FEATURE: Finding out how police are tackling modern slavery

With three crimes a week related to modern slavery committed across the Thames Valley, reporter Stephen Delahunty joined police on a raid in Windsor as they demonstrated a more victim-led approach to tackling the issue

Stephen Delahunty

Stephen Delahunty

It took two large knocks from ‘the destroyer’ before the door frame cracked and the door swung open.

Thames Valley Police (TVP) officers immediately burst into the first floor property.

Cries of ‘police, police’ rang out in the hallway as officers quickly searched from room to room, followed shortly after by several shouts of ‘clear’.

The male occupant wasn’t home and a quick search of the flat found only drug paraphernalia – although the smell of cannabis was noticeable from outside.

Nearly a dozen officers and agency partners had made the short drive from Windsor Police Station to the residential property in the town centre at about 2pm on Monday.

Just a stone’s throw from Windsor Castle, the warrant was the fifth executed in the same building over the course of the past year.

In each case it was suspected that the resident had fallen victim to cuckooing – a form of modern slavery.

It occurs when criminal gangs target vulnerable individuals and then force them into situations of indebtedness and exploitation that can lead to crimes like the storing, dealing and transporting of drugs.

Inspector Jason Kew explained that while the drugs warrant was needed to give officers the power of entry, it was really about safeguarding the resident and ‘enforcing help’.

PC Nathan Mitchell led the raid.

“It’s no longer just about kicking down doors and nicking people,” he said.

Police will obtain a temporary closure order on the property which means that in future they can arrest anyone else who is on the property other than the resident.

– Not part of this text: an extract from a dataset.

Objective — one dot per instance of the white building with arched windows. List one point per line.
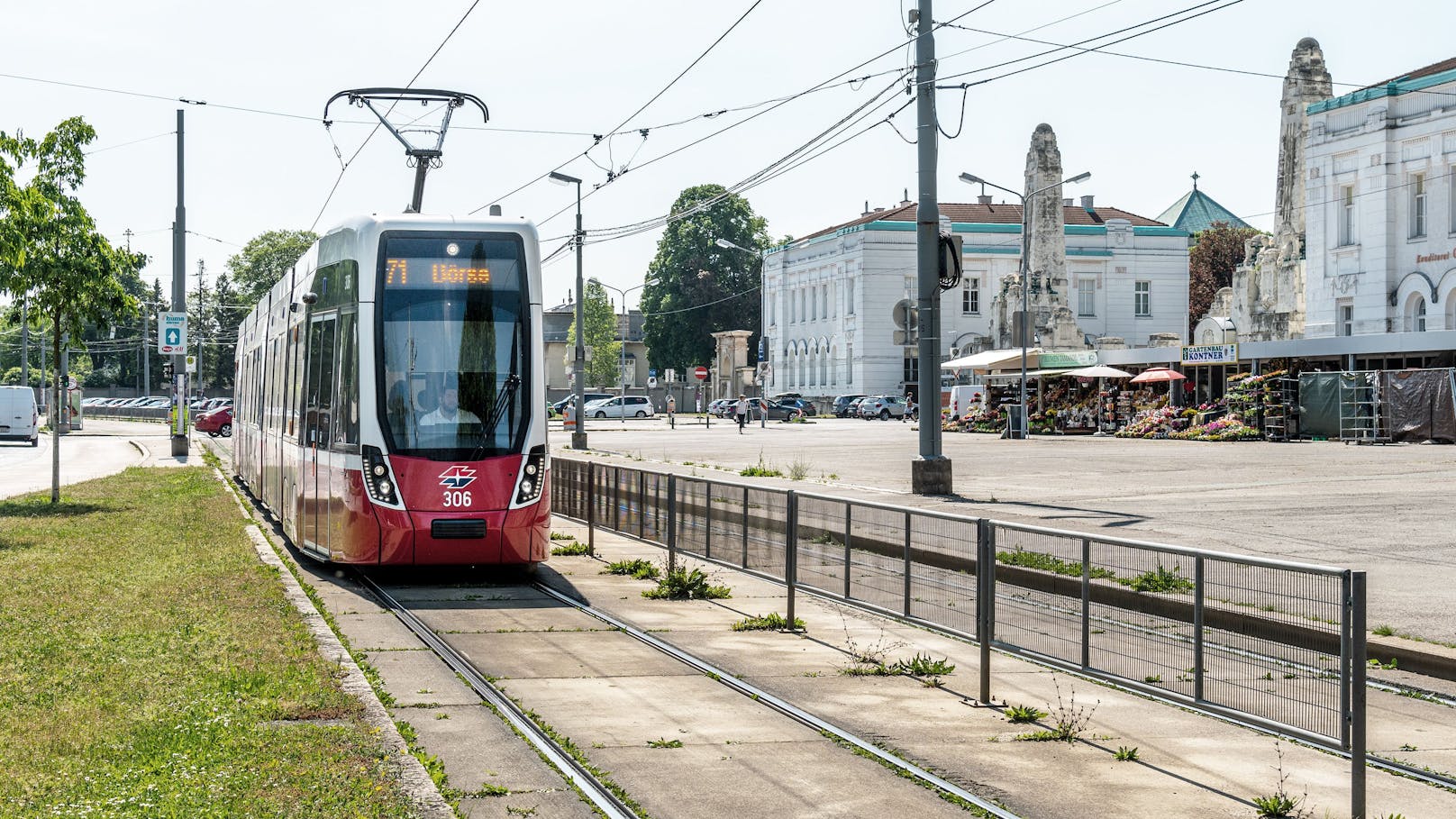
(1380, 224)
(829, 297)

Had the man been at home, representatives from agency partners would have followed the police in to offer advice and support.

Brenda Amos is an engagement and recovery worker for Resilience, the drug and alcohol service.

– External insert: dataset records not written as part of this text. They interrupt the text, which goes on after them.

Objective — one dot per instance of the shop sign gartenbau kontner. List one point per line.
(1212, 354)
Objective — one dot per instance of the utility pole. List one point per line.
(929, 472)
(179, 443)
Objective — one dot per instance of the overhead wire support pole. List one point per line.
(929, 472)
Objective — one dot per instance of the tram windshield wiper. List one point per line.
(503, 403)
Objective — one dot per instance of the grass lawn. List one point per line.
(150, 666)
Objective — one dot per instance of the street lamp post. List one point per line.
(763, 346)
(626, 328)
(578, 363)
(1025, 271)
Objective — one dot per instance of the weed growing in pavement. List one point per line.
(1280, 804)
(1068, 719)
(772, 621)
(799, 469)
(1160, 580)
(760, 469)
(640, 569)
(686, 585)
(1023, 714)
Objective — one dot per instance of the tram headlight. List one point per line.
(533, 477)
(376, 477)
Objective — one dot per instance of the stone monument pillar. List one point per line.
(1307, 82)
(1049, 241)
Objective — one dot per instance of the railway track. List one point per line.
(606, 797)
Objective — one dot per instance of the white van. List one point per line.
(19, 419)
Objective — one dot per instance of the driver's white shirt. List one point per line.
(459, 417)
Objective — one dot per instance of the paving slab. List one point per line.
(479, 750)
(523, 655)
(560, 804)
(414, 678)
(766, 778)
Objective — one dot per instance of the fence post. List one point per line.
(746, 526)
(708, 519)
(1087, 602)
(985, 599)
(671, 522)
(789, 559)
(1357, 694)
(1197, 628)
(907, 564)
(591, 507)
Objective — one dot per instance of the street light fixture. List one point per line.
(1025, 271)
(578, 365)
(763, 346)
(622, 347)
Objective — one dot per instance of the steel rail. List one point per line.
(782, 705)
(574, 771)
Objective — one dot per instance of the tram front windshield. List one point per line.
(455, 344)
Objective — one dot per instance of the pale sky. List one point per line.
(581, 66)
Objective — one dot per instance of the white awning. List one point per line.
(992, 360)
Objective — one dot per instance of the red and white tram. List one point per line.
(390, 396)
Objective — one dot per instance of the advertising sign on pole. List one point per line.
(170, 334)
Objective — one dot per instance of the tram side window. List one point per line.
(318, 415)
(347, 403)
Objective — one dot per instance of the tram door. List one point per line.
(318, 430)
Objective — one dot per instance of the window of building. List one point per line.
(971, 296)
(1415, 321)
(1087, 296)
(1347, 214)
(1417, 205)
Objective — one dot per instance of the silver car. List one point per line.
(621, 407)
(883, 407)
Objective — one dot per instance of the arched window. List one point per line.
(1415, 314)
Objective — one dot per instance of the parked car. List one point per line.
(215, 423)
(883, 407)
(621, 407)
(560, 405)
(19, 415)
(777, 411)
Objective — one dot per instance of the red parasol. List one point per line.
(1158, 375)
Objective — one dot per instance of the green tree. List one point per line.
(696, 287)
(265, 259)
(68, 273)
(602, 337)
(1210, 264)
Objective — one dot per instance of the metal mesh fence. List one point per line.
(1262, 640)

She said: “My role is to just offer support to the victim and see if they want to engage with our services.”

Three crimes a week related to modern slavery are committed across the Thames Valley.

RAHAB is an organisation that works with those victims.

Naomi Runciman, a senior project crisis and support worker at RAHAB, said: “Usually we will go in and see if they understand the situation they are in and explain how we can help.”

Cuckooing forms part of TVP’s Hidden Harm campaign which aims to highlight the undetected and unreported abuse of individuals.

After the raid, officers and Royal Borough community wardens leafleted the entire block to inform residents what was going on, and why and how residents can spot signs of modern slavery.

Insp Kew added: “We need to build community resilience through education because that will help solve this particular crime – making people aware of what that hidden harm looks like.”

Although it marks a more victim-led approach to policing, Insp Kew was keen to stress that the police will still look to prosecute individuals where crime is taking place – but that an assessment is made on a case-by-case basis about whether it is in the best interests of each vulnerable individual.

“It’s a holistic approach to a big problem, that’s why we use temporary closure orders,” he said.

“It’s through using this approach we’ve been able to disrupt and disperse the crime gangs that are controlling these individuals. It exposes them to us, where we can then employ more conventional police methods.”

Click here to find out more about TVP’s Hidden Harm campaign.

My story: Young wife forced into prostitution by lover

RAHAB (Restoring All Hope and Believe) provides outreach support to victims of modern slavery across Berkshire.

Ajkuna (not her real name), 21, lives in Maidenhead and is from a small village in the southern region of Albania.

She was forced into an arranged marriage by her parents at a young age, however she began seeing a man in secret she had met on a night out for her 19th birthday.

In October last year he persuaded her to run away to Greece where he said they would start a new life together.

After a few days in Greece she was taken to a building where she was told she had to earn the money to pay for their new life together – as a prostitute.

Ajkuna said she was beaten unconscious several times and was told her family would be killed if she did not co-operate. Several months later she was transported to the UK in the back of a lorry.

Akjuna got out at Dover and ran until she got to a service station and called her brother in Albania who arranged for a friend in the UK to pick her up.

She reported what happened to her to the authorities and eventually she was placed in the support of RAHAB in May this year.

She said: “I hope to settle down, and eventually learn to trust again.

“It will be a long process, but it will be worth it.”